What can be learnt from the BARLING DNA Surname Project?:

BARLING is a fairly rare surname with only a small number of currently unlinked “branches”. Moreover, most of those “branches” have origins in England, and in particular in a very specific part of Kent.


A key question we have been trying to answer is which BARLING branches (see below) indeed share a common direct male-line ancestor. This can now be answered through a simple DNA test.
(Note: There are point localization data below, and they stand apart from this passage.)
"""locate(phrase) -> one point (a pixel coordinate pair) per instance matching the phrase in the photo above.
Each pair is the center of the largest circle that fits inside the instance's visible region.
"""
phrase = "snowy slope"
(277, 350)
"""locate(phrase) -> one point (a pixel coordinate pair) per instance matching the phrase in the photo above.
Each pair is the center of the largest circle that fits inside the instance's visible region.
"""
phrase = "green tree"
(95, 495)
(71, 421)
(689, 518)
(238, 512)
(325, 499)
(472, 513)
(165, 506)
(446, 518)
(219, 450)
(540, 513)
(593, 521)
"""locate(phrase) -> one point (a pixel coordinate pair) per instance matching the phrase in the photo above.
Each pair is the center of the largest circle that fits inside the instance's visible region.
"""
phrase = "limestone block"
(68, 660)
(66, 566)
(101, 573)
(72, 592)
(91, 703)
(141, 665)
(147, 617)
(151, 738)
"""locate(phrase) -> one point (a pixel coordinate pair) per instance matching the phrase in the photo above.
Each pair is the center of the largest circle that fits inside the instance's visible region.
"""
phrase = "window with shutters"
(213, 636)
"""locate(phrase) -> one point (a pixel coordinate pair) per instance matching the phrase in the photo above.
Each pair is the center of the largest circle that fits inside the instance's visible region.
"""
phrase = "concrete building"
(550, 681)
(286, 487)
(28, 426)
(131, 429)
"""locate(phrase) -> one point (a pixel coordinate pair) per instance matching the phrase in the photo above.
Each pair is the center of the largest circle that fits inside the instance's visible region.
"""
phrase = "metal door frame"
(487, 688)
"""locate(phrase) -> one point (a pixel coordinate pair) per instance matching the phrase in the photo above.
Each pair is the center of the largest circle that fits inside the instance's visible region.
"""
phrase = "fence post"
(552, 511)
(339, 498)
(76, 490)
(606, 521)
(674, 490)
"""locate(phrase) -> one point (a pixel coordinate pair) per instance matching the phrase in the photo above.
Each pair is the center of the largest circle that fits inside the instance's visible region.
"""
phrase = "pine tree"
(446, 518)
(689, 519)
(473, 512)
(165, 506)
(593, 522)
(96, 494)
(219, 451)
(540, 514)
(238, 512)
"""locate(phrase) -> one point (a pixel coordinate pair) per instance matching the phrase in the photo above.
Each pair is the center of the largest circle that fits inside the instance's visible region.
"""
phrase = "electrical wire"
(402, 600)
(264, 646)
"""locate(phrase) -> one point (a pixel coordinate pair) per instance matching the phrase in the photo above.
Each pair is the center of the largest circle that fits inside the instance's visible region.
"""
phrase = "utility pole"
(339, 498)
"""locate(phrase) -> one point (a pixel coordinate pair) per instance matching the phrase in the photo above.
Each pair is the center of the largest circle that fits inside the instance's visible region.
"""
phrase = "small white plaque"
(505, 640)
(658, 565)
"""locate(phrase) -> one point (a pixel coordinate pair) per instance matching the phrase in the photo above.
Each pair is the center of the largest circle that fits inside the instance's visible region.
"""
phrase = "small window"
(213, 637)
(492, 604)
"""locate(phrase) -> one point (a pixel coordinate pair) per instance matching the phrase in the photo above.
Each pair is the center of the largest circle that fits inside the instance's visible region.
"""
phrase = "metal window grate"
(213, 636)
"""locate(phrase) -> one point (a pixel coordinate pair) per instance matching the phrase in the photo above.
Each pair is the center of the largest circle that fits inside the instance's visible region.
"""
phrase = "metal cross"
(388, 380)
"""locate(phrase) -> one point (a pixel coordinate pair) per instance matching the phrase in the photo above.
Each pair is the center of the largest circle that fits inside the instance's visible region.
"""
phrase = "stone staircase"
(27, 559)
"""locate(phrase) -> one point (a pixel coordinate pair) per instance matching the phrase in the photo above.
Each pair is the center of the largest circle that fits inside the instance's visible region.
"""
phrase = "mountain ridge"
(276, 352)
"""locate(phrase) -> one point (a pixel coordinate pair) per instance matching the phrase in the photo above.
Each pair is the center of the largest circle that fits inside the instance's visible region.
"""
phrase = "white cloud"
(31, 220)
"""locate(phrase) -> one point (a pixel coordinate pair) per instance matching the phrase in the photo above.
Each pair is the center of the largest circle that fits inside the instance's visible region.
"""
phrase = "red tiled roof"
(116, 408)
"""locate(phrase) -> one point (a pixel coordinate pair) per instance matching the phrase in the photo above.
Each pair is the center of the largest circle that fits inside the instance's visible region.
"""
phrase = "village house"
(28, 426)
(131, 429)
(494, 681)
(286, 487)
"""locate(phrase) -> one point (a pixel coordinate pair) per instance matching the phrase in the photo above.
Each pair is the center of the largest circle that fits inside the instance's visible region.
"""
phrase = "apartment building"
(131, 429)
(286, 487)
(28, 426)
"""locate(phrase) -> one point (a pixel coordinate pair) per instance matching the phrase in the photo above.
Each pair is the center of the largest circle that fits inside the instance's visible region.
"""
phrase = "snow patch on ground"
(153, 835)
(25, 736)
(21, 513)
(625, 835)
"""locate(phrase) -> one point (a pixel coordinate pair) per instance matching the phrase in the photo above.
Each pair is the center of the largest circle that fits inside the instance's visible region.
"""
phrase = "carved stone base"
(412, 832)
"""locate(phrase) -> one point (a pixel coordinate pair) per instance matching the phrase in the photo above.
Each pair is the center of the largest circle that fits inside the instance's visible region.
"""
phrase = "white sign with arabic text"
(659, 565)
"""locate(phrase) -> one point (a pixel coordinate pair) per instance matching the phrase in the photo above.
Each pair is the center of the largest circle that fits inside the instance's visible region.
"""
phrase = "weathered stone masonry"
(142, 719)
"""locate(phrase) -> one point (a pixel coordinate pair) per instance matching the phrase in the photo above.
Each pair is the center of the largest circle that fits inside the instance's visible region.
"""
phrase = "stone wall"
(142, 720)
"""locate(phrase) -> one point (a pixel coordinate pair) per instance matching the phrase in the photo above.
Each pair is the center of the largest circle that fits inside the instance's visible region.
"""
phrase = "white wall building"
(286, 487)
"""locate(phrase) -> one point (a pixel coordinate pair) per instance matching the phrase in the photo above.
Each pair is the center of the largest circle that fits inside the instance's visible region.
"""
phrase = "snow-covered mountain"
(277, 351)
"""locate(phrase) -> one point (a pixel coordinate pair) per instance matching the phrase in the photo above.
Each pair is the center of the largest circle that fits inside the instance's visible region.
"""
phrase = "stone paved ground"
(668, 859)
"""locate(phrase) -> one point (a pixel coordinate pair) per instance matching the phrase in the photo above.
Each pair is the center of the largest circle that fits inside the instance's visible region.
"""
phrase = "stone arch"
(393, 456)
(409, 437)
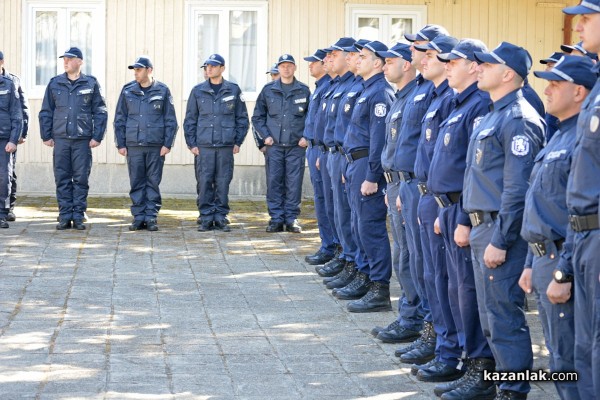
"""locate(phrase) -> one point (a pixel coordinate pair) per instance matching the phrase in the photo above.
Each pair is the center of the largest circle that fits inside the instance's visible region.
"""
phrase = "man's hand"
(525, 281)
(368, 188)
(461, 235)
(493, 256)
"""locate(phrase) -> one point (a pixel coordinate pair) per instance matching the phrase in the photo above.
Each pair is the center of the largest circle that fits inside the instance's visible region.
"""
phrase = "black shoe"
(275, 227)
(343, 278)
(319, 258)
(222, 226)
(355, 289)
(293, 227)
(64, 224)
(332, 268)
(137, 225)
(79, 225)
(375, 300)
(151, 225)
(399, 334)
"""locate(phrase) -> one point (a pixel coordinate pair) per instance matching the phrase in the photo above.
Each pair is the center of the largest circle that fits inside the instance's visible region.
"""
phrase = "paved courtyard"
(178, 314)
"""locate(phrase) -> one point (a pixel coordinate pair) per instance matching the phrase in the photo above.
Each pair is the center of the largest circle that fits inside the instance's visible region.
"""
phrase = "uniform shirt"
(430, 126)
(73, 110)
(367, 124)
(145, 116)
(499, 162)
(11, 117)
(281, 116)
(344, 83)
(546, 215)
(22, 100)
(392, 126)
(447, 169)
(215, 119)
(345, 108)
(410, 129)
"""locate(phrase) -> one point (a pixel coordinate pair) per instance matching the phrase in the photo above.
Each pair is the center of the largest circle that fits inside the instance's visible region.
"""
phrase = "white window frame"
(30, 7)
(384, 11)
(195, 7)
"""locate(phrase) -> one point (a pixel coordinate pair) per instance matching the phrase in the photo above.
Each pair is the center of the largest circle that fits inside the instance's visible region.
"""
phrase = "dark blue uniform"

The DNA test also gives indications as to the earlier, i.e. prehistoric, geographical origins of direct male-line ancestors. 


Living BARLINGs belong to these “branches” named after places associated with them (


Earliest ancestor: Location (date)

Major locations


Brookland & Egerton

Egerton, Kent (1556)

Kent; USA

Barlings were in Egerton by 1486


Lyndhurst, Hampshire (1682)

Hampshire, Wiltshire, Dorset; Australia; USA

Barlings in Hampshire around 1600

Sheppey & Ulcombe

Ulcombe, Kent (1526)


Ulcombe is 3 miles from Egerton


Little Chart, Kent (1718)

Kent; Australia; USA

Little Chart is 3 miles from Egerton


Kingston-on-Thames, Surrey (1783)

Worcestershire; Gloucestershire; USA

Barlings in Kingston in 1725

Other branches

Maidstone & Headcorn, Kent (1650)

Sweden (1667)

Kent; Hampshire;USA; Germany; Russia, Sweden

All English families from before 1750 are from Kent or Hampshire


What is the DNA test?


A kit, with full instructions, is sent by post to your address. A few cells are removed from the inside of the mouth, either through a vigorous mouthwash (SMGF) or a mild scraping of the inside of the cheek (FT DNA).The sample is placed in a tube and sent back to the laboratory in the USA by standard post. The test is painless, quick & simple.


Back in the laboratory standard procedures are used to extract the DNA, and then analyse the markers on the Y chromosome.


What are DNA markers? What results are obtained?


The Y chromosome is a portion of DNA which is passed in the male sperm from father to son, to the son's son, etc in a strict male line; Women do not have the Y Chromosome. Hence, the inheritance of the Y chromosome normally follows the inheritance of the BARLING surname. Exceptions would be when there is a “non-paternity” event, e.g. an adoption, surname change or the biological father is not the anticipated father.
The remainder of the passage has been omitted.